„Wir sollten die Zeiten der Düsternis überdauern“: Wissenschaftsminister Markus Blume bei seiner New-York-Delegationsreise 2024. © Poblotzki/STMWFK
Rauswurf aus Harvard: Die USA kündigen einen groben Umgang mit ausländischen Studenten an der Elite-Uni an. Das könne Deutschland nicht kalt lassen, sagt Bayerns Wissenschaftsminister Markus Blume (CSU). Er will Studenten und Top-Forscher in den Freistaat holen und diese Woche Kontakt aufnehmen, sagte der 50-jährige Münchner im Interview mit unserer Zeitung.
Trump legt die Axt an Harvard. Als konkurrierender Forschungs- und Hightech-Standort: Sollten wir das mit Spott oder Sorge verfolgen?
Mit großer Sorge. Donald Trump legt die Axt auch an die offene Gesellschaft. Wissenschaftsfreiheit ist in modernen westlichen Gesellschaften unverhandelbar und die Grundvoraussetzung für Fortschritt. Das kann uns nicht kaltlassen. Wir stehen mit all unseren Universitäten und Forschungseinrichtungen an der Seite unserer Partner in den USA.
Ist das ein Angebot an die bangenden Harvard-Studenten: Kommt an Bayerns Elite-Unis, hier ist ein sicherer Hafen?
Ein sicherer Hafen ist genau das, was Deutschland jetzt ist. Bayern hat mit seinen Top-Universitäten ein herausragendes Angebot an alle Studierenden der Welt. Harvard hat rund 550 Studierende aus Deutschland. Wir werden mit dem DAAD (dem Deutschen Akademischen Austauschdienst) diese Woche versuchen, Kontakt aufzunehmen und zu unterstützen. Unsere Arme sind offen.

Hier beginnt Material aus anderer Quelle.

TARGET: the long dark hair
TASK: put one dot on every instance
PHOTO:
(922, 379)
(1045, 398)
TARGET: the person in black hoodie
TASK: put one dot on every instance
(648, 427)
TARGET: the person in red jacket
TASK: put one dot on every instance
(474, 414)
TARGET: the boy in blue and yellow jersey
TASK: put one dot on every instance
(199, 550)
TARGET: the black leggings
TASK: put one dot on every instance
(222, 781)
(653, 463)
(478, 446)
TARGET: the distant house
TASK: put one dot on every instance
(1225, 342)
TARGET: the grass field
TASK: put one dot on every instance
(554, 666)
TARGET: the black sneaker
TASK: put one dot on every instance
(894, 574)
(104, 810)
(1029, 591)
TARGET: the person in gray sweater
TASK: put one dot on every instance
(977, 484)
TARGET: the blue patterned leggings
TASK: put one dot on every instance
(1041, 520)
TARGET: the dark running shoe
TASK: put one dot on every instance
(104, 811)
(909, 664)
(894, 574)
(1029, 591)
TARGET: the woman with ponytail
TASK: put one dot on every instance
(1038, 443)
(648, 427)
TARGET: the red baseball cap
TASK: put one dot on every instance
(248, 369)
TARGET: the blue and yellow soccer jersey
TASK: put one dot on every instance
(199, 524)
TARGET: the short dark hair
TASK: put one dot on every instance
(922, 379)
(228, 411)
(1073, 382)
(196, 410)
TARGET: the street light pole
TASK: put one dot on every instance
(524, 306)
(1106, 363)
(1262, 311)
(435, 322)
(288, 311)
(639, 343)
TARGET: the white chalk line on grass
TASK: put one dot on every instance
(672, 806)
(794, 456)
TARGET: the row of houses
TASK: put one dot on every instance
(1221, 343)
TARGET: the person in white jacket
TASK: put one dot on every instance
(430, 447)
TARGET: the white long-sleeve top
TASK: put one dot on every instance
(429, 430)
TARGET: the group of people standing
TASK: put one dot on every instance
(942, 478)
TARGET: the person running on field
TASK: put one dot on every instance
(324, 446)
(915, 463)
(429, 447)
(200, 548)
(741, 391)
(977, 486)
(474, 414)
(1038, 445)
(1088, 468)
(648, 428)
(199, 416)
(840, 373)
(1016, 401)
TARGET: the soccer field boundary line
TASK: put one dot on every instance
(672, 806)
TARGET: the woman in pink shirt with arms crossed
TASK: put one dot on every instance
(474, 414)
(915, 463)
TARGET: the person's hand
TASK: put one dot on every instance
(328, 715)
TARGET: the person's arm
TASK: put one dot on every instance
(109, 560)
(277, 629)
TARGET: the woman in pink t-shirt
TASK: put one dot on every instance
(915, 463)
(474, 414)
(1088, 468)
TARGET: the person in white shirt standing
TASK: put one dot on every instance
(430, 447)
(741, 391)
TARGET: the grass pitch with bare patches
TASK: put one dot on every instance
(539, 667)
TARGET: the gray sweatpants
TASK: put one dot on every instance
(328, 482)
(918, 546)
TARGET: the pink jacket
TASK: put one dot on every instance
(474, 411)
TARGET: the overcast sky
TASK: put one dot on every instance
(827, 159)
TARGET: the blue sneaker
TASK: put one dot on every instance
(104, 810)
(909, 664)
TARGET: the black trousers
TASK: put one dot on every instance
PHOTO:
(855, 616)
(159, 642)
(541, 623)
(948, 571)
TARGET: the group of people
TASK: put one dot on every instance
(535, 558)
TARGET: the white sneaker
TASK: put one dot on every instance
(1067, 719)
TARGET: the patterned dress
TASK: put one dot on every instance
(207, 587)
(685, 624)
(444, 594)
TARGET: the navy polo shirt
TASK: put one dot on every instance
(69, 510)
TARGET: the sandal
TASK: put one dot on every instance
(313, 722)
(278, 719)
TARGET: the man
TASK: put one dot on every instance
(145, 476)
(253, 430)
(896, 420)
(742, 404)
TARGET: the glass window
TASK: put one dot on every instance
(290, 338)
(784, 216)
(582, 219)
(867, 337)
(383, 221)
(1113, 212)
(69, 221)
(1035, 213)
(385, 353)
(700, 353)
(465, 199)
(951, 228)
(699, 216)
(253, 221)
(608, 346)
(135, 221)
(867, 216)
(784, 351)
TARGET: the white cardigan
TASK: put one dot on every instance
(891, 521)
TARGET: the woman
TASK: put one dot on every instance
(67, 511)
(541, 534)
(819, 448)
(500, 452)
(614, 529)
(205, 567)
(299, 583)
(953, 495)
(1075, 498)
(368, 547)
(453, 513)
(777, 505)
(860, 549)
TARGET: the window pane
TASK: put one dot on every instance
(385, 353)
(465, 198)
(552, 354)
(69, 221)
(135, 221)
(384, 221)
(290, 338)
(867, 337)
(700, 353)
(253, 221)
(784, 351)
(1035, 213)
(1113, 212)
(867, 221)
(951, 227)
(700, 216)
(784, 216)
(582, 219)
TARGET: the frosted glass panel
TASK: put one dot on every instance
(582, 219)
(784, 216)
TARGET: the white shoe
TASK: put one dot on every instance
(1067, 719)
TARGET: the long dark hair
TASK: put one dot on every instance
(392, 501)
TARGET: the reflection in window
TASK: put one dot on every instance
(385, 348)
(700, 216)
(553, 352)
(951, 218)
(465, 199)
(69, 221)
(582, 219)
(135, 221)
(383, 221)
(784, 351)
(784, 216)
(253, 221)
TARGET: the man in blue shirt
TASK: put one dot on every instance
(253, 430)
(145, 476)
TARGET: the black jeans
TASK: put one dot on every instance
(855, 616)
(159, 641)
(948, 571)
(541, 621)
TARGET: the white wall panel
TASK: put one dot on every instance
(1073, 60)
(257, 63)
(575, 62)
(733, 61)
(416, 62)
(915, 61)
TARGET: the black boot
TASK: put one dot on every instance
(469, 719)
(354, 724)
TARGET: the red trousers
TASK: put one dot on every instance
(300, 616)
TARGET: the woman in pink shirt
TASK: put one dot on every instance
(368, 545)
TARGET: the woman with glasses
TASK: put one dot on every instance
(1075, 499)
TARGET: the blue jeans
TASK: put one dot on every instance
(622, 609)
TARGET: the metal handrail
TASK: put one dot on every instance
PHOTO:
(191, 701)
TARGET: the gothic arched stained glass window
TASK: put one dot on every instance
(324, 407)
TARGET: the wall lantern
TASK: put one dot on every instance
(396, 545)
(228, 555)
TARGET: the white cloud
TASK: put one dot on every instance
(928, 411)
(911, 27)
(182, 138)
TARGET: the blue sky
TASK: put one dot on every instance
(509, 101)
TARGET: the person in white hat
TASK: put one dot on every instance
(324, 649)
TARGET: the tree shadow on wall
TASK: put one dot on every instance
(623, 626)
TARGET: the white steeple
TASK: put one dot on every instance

Starten Sie auch ein offensives Abwerbeprogramm für US-Forscher, die sich in Trump-Land nicht mehr wohlfühlen?
Auch da sind unsere Arme offen. Wir haben im neuen Koalitionsvertrag ein 1000-Köpfe-Programm installiert für Spitzenforscher und Nachwuchs aus der ganzen Welt. Ich halte aber nichts von aggressiven Abwerbeangeboten gezielt gegenüber den USA. Die Welt der Wissenschaft ist hochkooperativ. In den USA wird Wissenschaftsfreiheit gerade kleingeschrieben, da werden Institutionen an die Kandare genommen. Wir wollen unseren US-Partnern helfen, sie nicht noch aktiv schwächen.
Trump argumentiert ja auch national: US-Unis erst mal für US-Studenten. Ist dieser Gedanke denn so ganz falsch? Denkt man sich so was nicht auch bei sehr international ausgerichteten, teuren bayerischen Studiengängen?
Wir werben als Freistaat um die Talente der Welt, weil unsere Landeskinder gar nicht die über 400 000 Studienplätze bei uns besetzen könnten. Ein Drittel der Erstsemester sind inzwischen internationale Studierende, von denen viele als dringend benötigte Fachkräfte bei uns bleiben. Klar ist: Top-Ausbildung darf auch etwas kosten. Deshalb begrüße ich, dass zum Beispiel die TU München und auch Hochschulen für angewandte Wissenschaften für Nicht-EU-Angehörige Studiengebühren erheben. Das hält übrigens keinen vom Studieren in Bayern ab.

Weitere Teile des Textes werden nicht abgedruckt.